There's an accidental festival of contemporary British drama in Toronto at the moment.
By coincidence, a couple of recent major West End hits are opening in local productions on Thursday night: Jerusalem, Jez Butterworth's sprawling, rough-and-tumble exploration of English identity (produced by Outside the March and The Company Theatre); and King Charles III, Mike Bartlett's future English history play about what might happen when the Queen dies (produced by Mirvish and Studio 180).
For theatregoers interested in exploring the more unconventional corners of British theatre, however, Obsidian Theatre is currently staging a recent work by a lesser-known but important playwright who, like Butterworth and Bartlett, has at times been associated with London's Royal Court Theatre: debbie tucker green.
Her play hang – green uses lower-case for her name and the titles of her plays, as if she's trying to keep her profile low – places us in a room of some sort of government agency in the near future.
There, a woman (the Stratford Festival's Sarah Afful) is offered coffee, tea or water by a couple of smiling, folder-wielding bureaucrats identified in the script only as One and Two (Zoé Doyle and Vladimir Alexis). She might be under investigation – or she might be the victim of the crime.

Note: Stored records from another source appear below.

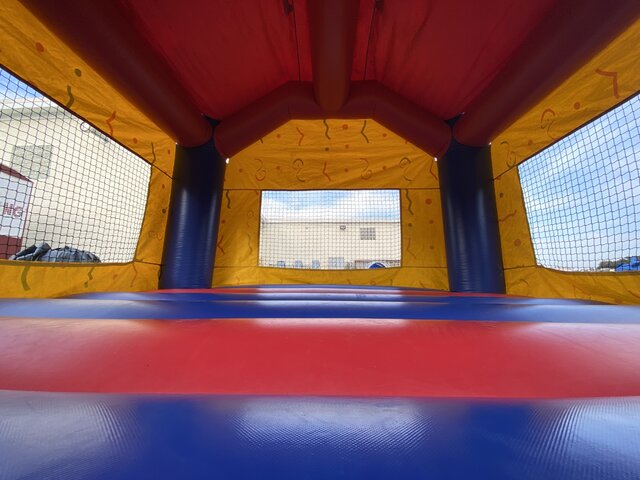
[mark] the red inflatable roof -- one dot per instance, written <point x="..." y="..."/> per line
<point x="410" y="64"/>
<point x="438" y="53"/>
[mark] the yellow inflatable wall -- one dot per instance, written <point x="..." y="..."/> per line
<point x="607" y="80"/>
<point x="32" y="52"/>
<point x="332" y="154"/>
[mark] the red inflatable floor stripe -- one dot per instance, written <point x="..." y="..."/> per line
<point x="321" y="357"/>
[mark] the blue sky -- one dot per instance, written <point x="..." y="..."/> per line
<point x="582" y="194"/>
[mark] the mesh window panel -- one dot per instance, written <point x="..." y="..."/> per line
<point x="582" y="195"/>
<point x="63" y="182"/>
<point x="330" y="229"/>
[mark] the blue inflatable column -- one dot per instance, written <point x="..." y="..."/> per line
<point x="474" y="257"/>
<point x="192" y="228"/>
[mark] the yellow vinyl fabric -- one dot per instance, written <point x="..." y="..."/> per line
<point x="607" y="80"/>
<point x="32" y="52"/>
<point x="328" y="155"/>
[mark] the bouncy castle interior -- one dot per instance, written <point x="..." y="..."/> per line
<point x="247" y="239"/>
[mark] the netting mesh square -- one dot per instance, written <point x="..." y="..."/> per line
<point x="63" y="182"/>
<point x="330" y="229"/>
<point x="582" y="195"/>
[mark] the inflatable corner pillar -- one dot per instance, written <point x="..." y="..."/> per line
<point x="192" y="229"/>
<point x="474" y="258"/>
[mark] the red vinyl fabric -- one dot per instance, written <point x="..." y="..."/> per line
<point x="438" y="54"/>
<point x="340" y="356"/>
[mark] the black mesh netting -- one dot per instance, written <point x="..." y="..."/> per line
<point x="330" y="229"/>
<point x="64" y="183"/>
<point x="582" y="195"/>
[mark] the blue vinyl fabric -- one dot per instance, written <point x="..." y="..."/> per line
<point x="96" y="436"/>
<point x="192" y="228"/>
<point x="285" y="305"/>
<point x="470" y="218"/>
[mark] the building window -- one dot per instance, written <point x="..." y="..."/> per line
<point x="367" y="233"/>
<point x="64" y="183"/>
<point x="582" y="195"/>
<point x="325" y="229"/>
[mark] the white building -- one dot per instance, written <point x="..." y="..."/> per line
<point x="329" y="245"/>
<point x="88" y="192"/>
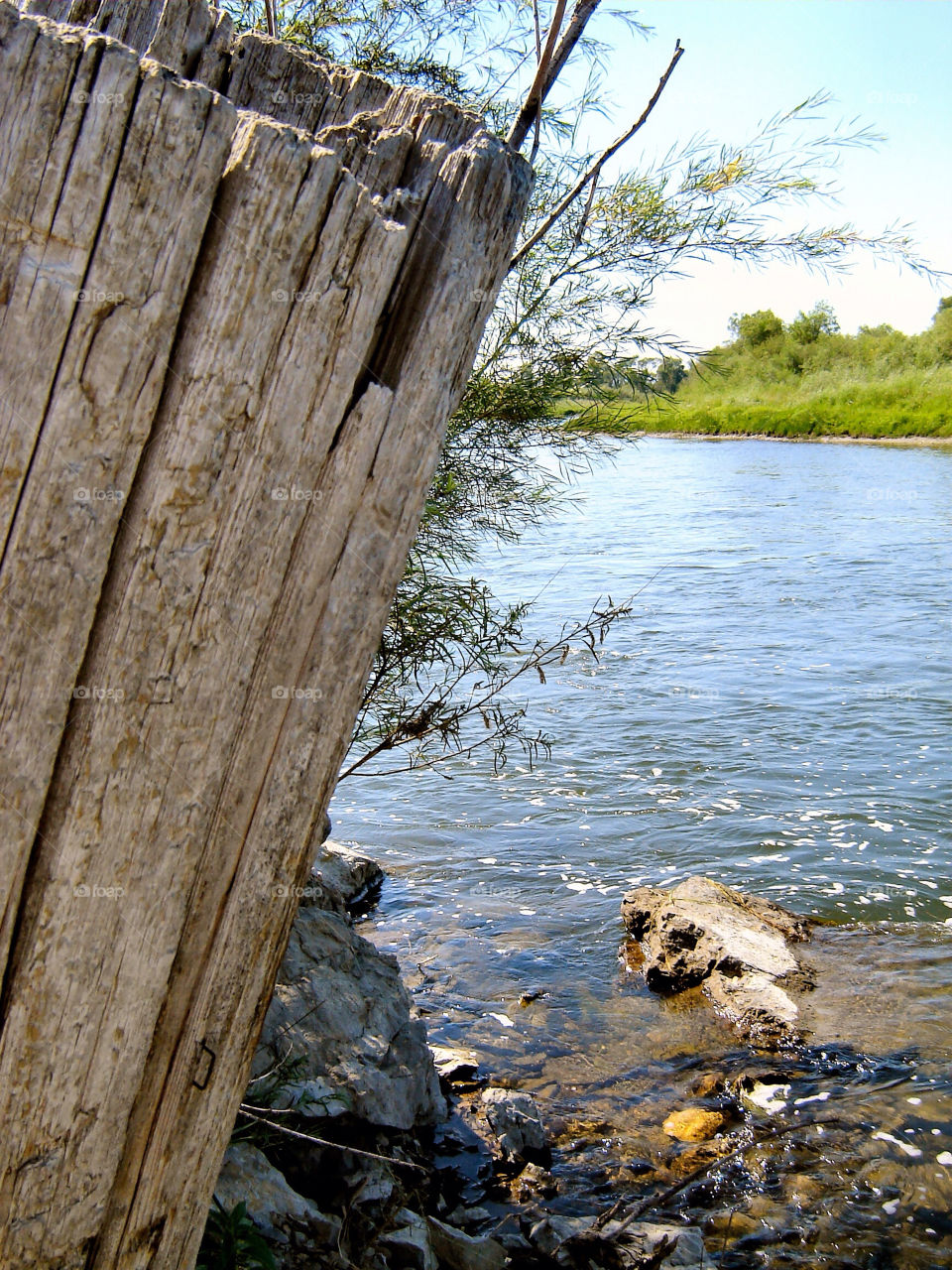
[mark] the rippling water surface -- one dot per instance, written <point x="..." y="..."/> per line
<point x="775" y="714"/>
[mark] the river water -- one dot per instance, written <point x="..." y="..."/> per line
<point x="775" y="714"/>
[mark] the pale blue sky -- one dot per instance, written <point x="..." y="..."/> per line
<point x="887" y="62"/>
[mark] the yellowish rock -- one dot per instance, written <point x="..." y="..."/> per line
<point x="694" y="1124"/>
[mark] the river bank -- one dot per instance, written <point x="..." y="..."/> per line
<point x="662" y="1110"/>
<point x="906" y="422"/>
<point x="775" y="715"/>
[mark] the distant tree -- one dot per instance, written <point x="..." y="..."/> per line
<point x="670" y="375"/>
<point x="757" y="329"/>
<point x="807" y="327"/>
<point x="938" y="338"/>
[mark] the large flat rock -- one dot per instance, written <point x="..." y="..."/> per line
<point x="739" y="948"/>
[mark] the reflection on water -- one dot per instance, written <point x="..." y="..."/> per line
<point x="777" y="714"/>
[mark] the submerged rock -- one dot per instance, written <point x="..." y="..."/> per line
<point x="273" y="1206"/>
<point x="739" y="948"/>
<point x="458" y="1251"/>
<point x="341" y="879"/>
<point x="409" y="1245"/>
<point x="340" y="1025"/>
<point x="454" y="1066"/>
<point x="516" y="1121"/>
<point x="694" y="1124"/>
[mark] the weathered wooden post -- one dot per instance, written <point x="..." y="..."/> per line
<point x="238" y="300"/>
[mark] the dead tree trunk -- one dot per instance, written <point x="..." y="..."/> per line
<point x="236" y="307"/>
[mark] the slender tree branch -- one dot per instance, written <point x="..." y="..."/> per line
<point x="324" y="1142"/>
<point x="537" y="93"/>
<point x="578" y="22"/>
<point x="537" y="137"/>
<point x="593" y="172"/>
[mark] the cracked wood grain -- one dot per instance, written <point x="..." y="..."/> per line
<point x="284" y="317"/>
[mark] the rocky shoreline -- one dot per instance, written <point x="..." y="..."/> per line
<point x="359" y="1144"/>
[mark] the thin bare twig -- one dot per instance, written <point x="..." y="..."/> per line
<point x="537" y="137"/>
<point x="324" y="1142"/>
<point x="581" y="13"/>
<point x="537" y="93"/>
<point x="592" y="173"/>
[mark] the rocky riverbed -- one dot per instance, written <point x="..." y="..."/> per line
<point x="422" y="1157"/>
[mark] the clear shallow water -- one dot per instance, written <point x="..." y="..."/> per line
<point x="777" y="714"/>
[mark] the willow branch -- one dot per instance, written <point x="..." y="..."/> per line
<point x="537" y="93"/>
<point x="592" y="173"/>
<point x="325" y="1142"/>
<point x="572" y="35"/>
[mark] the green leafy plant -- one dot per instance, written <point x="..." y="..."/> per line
<point x="231" y="1241"/>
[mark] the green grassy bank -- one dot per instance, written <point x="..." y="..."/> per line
<point x="902" y="405"/>
<point x="774" y="379"/>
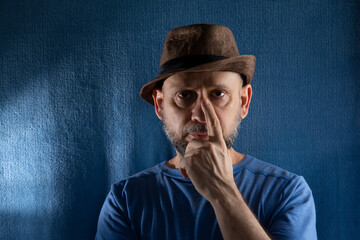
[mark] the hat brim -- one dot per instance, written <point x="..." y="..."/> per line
<point x="243" y="64"/>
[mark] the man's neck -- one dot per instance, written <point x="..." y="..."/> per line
<point x="235" y="156"/>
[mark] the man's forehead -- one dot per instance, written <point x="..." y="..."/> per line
<point x="203" y="79"/>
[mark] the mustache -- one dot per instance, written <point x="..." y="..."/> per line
<point x="195" y="128"/>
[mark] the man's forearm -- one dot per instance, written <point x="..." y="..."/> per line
<point x="235" y="218"/>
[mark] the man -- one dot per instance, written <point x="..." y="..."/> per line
<point x="208" y="190"/>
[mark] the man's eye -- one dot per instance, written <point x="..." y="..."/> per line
<point x="184" y="95"/>
<point x="218" y="93"/>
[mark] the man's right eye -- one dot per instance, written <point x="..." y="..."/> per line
<point x="186" y="95"/>
<point x="183" y="94"/>
<point x="185" y="98"/>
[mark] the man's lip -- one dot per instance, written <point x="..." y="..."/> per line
<point x="200" y="135"/>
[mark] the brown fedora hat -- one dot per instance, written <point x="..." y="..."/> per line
<point x="199" y="48"/>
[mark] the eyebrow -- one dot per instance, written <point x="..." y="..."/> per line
<point x="218" y="86"/>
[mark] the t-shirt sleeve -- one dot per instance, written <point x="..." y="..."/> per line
<point x="113" y="221"/>
<point x="295" y="217"/>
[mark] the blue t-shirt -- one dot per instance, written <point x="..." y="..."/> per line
<point x="159" y="203"/>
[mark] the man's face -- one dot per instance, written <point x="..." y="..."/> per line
<point x="178" y="104"/>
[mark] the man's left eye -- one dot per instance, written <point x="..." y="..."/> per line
<point x="218" y="93"/>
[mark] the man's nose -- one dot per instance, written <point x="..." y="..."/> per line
<point x="197" y="114"/>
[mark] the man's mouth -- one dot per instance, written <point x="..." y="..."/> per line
<point x="200" y="135"/>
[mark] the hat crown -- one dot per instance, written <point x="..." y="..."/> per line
<point x="199" y="39"/>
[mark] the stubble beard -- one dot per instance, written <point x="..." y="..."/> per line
<point x="180" y="144"/>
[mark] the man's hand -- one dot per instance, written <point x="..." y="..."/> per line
<point x="207" y="162"/>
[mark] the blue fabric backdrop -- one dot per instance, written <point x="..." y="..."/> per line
<point x="72" y="122"/>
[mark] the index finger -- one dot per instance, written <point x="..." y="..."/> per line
<point x="212" y="121"/>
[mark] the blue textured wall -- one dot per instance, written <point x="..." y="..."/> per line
<point x="71" y="120"/>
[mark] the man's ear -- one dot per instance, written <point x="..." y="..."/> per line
<point x="245" y="95"/>
<point x="158" y="98"/>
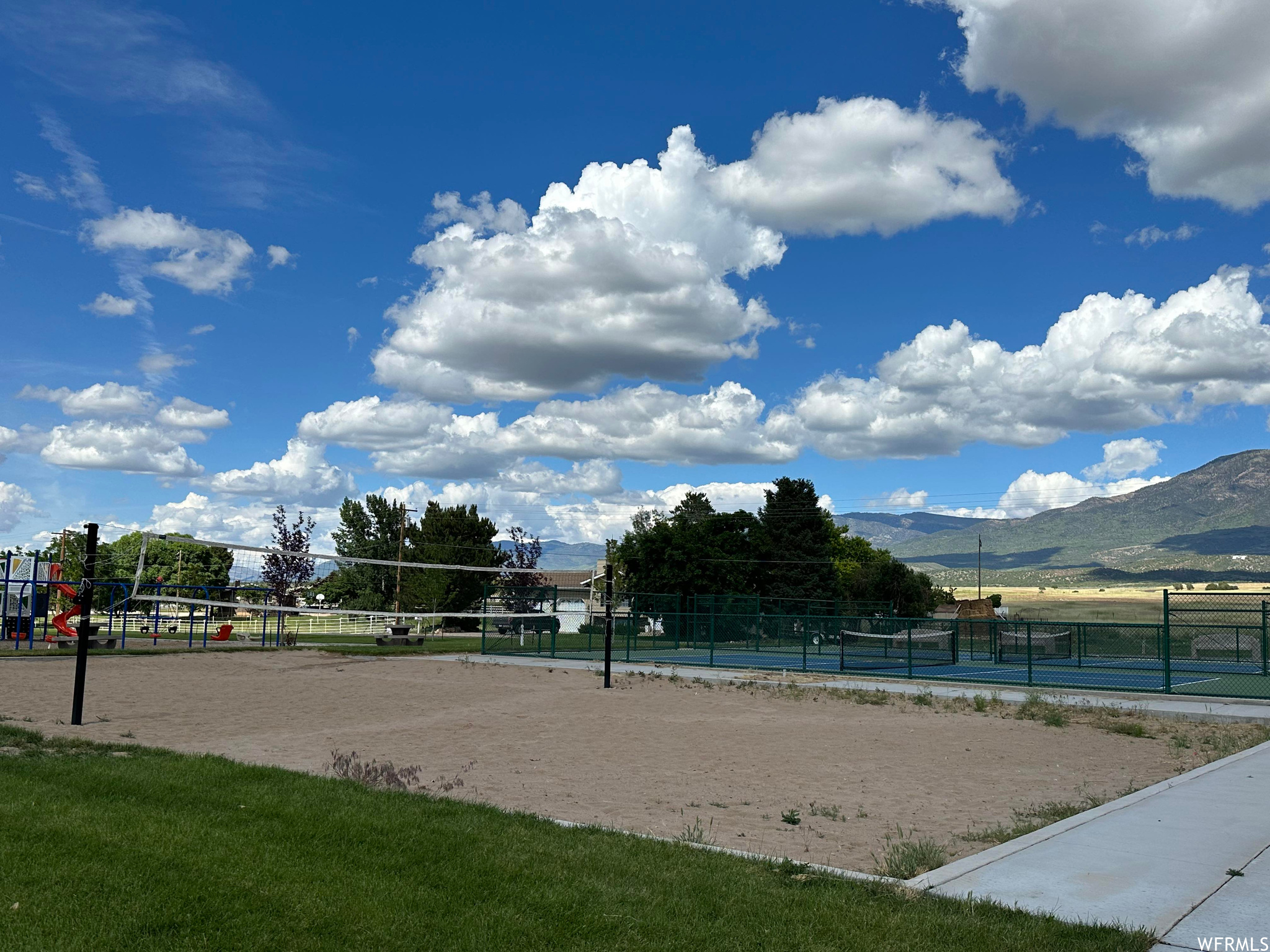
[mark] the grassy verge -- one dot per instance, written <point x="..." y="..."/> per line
<point x="432" y="646"/>
<point x="162" y="851"/>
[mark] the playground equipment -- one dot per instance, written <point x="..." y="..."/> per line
<point x="30" y="583"/>
<point x="60" y="621"/>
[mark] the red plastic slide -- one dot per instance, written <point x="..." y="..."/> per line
<point x="55" y="571"/>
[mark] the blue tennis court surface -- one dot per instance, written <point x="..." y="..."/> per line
<point x="1123" y="674"/>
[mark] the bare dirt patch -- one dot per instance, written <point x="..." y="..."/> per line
<point x="658" y="756"/>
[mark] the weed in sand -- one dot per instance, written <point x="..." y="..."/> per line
<point x="1129" y="730"/>
<point x="374" y="775"/>
<point x="696" y="833"/>
<point x="905" y="857"/>
<point x="1038" y="815"/>
<point x="1037" y="707"/>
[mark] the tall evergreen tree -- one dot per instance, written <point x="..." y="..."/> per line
<point x="455" y="535"/>
<point x="285" y="575"/>
<point x="368" y="531"/>
<point x="802" y="542"/>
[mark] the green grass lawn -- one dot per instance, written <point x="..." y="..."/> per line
<point x="163" y="851"/>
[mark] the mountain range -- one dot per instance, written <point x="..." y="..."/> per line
<point x="563" y="557"/>
<point x="1207" y="524"/>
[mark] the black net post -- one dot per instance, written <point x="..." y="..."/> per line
<point x="86" y="602"/>
<point x="1168" y="648"/>
<point x="1265" y="660"/>
<point x="609" y="625"/>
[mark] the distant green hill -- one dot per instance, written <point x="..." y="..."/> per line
<point x="1204" y="524"/>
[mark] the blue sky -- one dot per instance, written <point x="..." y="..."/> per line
<point x="207" y="201"/>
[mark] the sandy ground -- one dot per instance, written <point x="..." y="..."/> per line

For a while, hang leaves us hanging, endless possibilities rumbling in our heads. Gradually, however, it becomes clear that somebody did something terrible to the woman, her husband and her two children a couple of years before – and she's here to reveal a decision she's made related to that. She's read all the pamphlets, she's thought a lot about her choices – but the bureaucrats trip her up just as she's about to say what she's decided.
One: There's.… There's been a … there's also been a –
One: … Development, yes.
In her writing, it feels like green is following in the footsteps of an earlier, more experimental generation of British playwrights.
The first section of hang is almost like an homage to Harold Pinter's comedies of menace – a mysterious setting, an unsettling interrogation, sentences left dangling, the ominous unsaid. (Doyle, in particular, is excellent in this mode – saying seemingly kind lines in such a deliberate way that they come across as cruel.)
The second half of hang, once the exact situation the woman is in has been clarified, is closer to the darkly poetic near-future dystopias of Caryl Churchill.
What is fresh about green's writing is the way race factors in – or doesn't factor in – to the theatrical game she's playing. In hang, the woman is specified as black, and One must be played by a woman. But One and Two can be cast with an actor of any race – and Two can be male or female.
These casting specifications (and ambiguities) are intriguing to ponder as green plays around with language in her dialogue. The woman lets words flow out of her in an emotional, honest way, while the bureaucrats use them as a shield from meaning and responsibility.
Directors Philip Akin and Kimberley Rampersad let their actors use their natural accents rather than put on British ones – adding an extra linguistic layer to their stylized production, forcing the audience to listen and wonder what is odd on purpose and odd by circumstance. "Unsay what you've just said," the woman insists, when she learns of the "development;" meanwhile, the bureaucrats code-switch calculatedly, dropping Gs in one line, then picking them up the next.
As the woman, Afful gives a fascinatingly fluctuating performance – hot one moment, cold the next, threatening, then threatened. She's a sputtering volcano in a highly controlled environment – and it's unclear if she's about to erupt or go permanently dormant. When offered a glass of warm or chilled water, she asks for both and tries to calibrate her inner temperature by mixing them together.
The room she's in, beautifully brutalist in Steve Lucas's design, goes hot and cold along with her. The air conditioning is broken. "We'll be boiling in a minute and freezing the next," says One. "Bit of a nightmare," says Two. Indeed it is – one that fans of British theatre that doesn't make it to the West End will not want to miss.
Obsidian Theatre's hang continues to Feb. 25 (obsidiantheatre.com).